1

I am trying to read a file that contains this character in it "ë". The problem is that I can not figure out how to read it no matter what I try to do with the encoding. When I manually look at the file in textedit it is listed as a unknown 8-bit file. If I try changing it to utf-8, utf-16 or anything else it either does not work or messes up the entire file. I tried reading the file just in standard python commands as well as using codecs and can not come up with anything that will read it correctly. I will include a code sample of the read below. Does anyone have any clue what I am doing wrong? This is Python 2.17.10 by the way.

readFile = codecs.open("FileName",encoding='utf-8')

The line I am trying to read is this with nothing else in it.

Aeëtes

Here are some of the errors I get:

UnicodeDecodeError: 'utf8' codec can't decode byte 0x91 in position 0: invalid start byte

UTF-16 stream does not start with BOM" UnicodeError: UTF-16 stream does not start with BOM -- I know this one is that it is not a utf-16 file.

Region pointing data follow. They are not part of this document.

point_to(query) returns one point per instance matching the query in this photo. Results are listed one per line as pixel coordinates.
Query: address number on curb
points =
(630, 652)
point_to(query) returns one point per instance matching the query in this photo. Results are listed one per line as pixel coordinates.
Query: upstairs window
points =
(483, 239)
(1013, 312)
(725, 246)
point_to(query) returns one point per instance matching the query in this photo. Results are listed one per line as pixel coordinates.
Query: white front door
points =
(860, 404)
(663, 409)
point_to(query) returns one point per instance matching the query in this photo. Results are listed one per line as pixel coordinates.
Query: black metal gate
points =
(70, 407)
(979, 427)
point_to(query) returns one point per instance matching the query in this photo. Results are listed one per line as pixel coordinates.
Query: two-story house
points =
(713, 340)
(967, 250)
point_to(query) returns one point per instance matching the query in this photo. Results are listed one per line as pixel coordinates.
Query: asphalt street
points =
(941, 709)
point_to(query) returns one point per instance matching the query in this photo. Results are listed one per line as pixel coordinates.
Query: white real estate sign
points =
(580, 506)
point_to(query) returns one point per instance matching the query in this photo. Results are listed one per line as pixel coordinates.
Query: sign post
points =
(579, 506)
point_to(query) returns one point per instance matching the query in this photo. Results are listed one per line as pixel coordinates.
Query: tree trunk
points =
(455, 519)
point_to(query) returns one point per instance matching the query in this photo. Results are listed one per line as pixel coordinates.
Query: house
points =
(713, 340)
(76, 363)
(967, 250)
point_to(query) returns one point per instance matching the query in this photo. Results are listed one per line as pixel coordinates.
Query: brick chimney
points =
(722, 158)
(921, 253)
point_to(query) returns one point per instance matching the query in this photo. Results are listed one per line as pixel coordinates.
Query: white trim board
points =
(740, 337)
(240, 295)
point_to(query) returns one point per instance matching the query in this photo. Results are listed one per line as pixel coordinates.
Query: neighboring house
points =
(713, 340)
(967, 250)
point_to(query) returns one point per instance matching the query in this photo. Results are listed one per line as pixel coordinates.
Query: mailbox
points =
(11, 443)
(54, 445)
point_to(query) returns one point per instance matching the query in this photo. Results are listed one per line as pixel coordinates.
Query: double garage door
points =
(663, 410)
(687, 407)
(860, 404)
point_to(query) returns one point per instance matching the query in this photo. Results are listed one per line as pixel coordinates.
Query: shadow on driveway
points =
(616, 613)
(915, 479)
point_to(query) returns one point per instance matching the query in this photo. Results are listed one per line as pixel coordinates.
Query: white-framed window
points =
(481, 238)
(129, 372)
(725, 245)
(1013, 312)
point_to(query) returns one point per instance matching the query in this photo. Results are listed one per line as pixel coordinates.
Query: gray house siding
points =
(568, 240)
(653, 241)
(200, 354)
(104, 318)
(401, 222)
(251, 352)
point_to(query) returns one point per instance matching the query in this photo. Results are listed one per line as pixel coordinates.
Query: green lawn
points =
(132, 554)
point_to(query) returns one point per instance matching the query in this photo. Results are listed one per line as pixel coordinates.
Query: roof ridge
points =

UnicodeDecodeError: 'ascii' codec can't decode byte 0x91 in position 0: ordinal not in range(128)

If I don't use a Codec the word comes in as Ae?tes which then crashes later in the program. Just to be clear, none of the suggested questions or any other anywhere on the net have pointed to an answer. One other detail that might help is that I am using OS X, not Windows.

Jongware
  • 22,200
  • 8
  • 54
  • 100
Jimmy
  • 175
  • 1
  • 3
  • 17
  • Can you paste the file, or at least some part of it? What's the error you're getting? – ffledgling Sep 09 '16 at 16:27
  • 1
    Please provide some error or unexpected results. There is also `"utf-8-sig"` encoding that might helps. – C.LECLERC Sep 09 '16 at 16:32
  • The error changes based on which encoding I use. Here is one of them. UnicodeDecodeError: 'utf8' codec can't decode byte 0x91 in position 0: invalid start byte – Jimmy Sep 09 '16 at 16:32
  • @C.LECLERC I tried the -sig and that gave the same results as well. Thanks though. – Jimmy Sep 09 '16 at 16:39
  • 1
    Looks like http://stackoverflow.com/questions/38019379/python-unicodedecodeerror-utf8-codec-cant-decode-byte-0x91 – C.LECLERC Sep 09 '16 at 16:40
  • 2
    Where was the file written? Was it perhaps in an environment that uses some weird encoding like Windows legacy code pages? See a similar question here: http://stackoverflow.com/q/6344853/2988730 – Mad Physicist Sep 09 '16 at 17:14
  • @MadPhysicist I am not sure where the file was written, so it may well have a weird encoding. I looked through that question and a bunch of others, but nothing that would fix my issue that I could see. Thanks – Jimmy Sep 09 '16 at 18:10
  • 1
    Have you tried constructing a list of possible encodings and looped through them until one works? – Mad Physicist Sep 09 '16 at 18:30
  • 1
    So I searched for an encoding where `0x91` represents a character `ë`. As for your "One More Thing" note: imagine my surprise when this turned out to be so in [Mac Roman Encoding](https://en.wikipedia.org/wiki/Mac_OS_Roman). – Jongware Sep 09 '16 at 20:15
  • @RadLexus if you want to throw that as an answer I will mark it. When I went through all the different encodings I specifically left off the MAC encodings since I was able to find out that it was a windows file. I guess my computer must have changed it. Thanks – Jimmy Sep 09 '16 at 22:16
  • If you know what specific codec to use (I don't), feel free to answer it yourself. I.e., I know what the encoding is but cannot say what it'd be in Python. – Jongware Sep 09 '16 at 22:20

1 Answers1

1

Credit for this answer goes to RadLexus for figuring out the proper encoding and also to Mad Physicist who pointed me in the right track even if I did not consider all possible encodings.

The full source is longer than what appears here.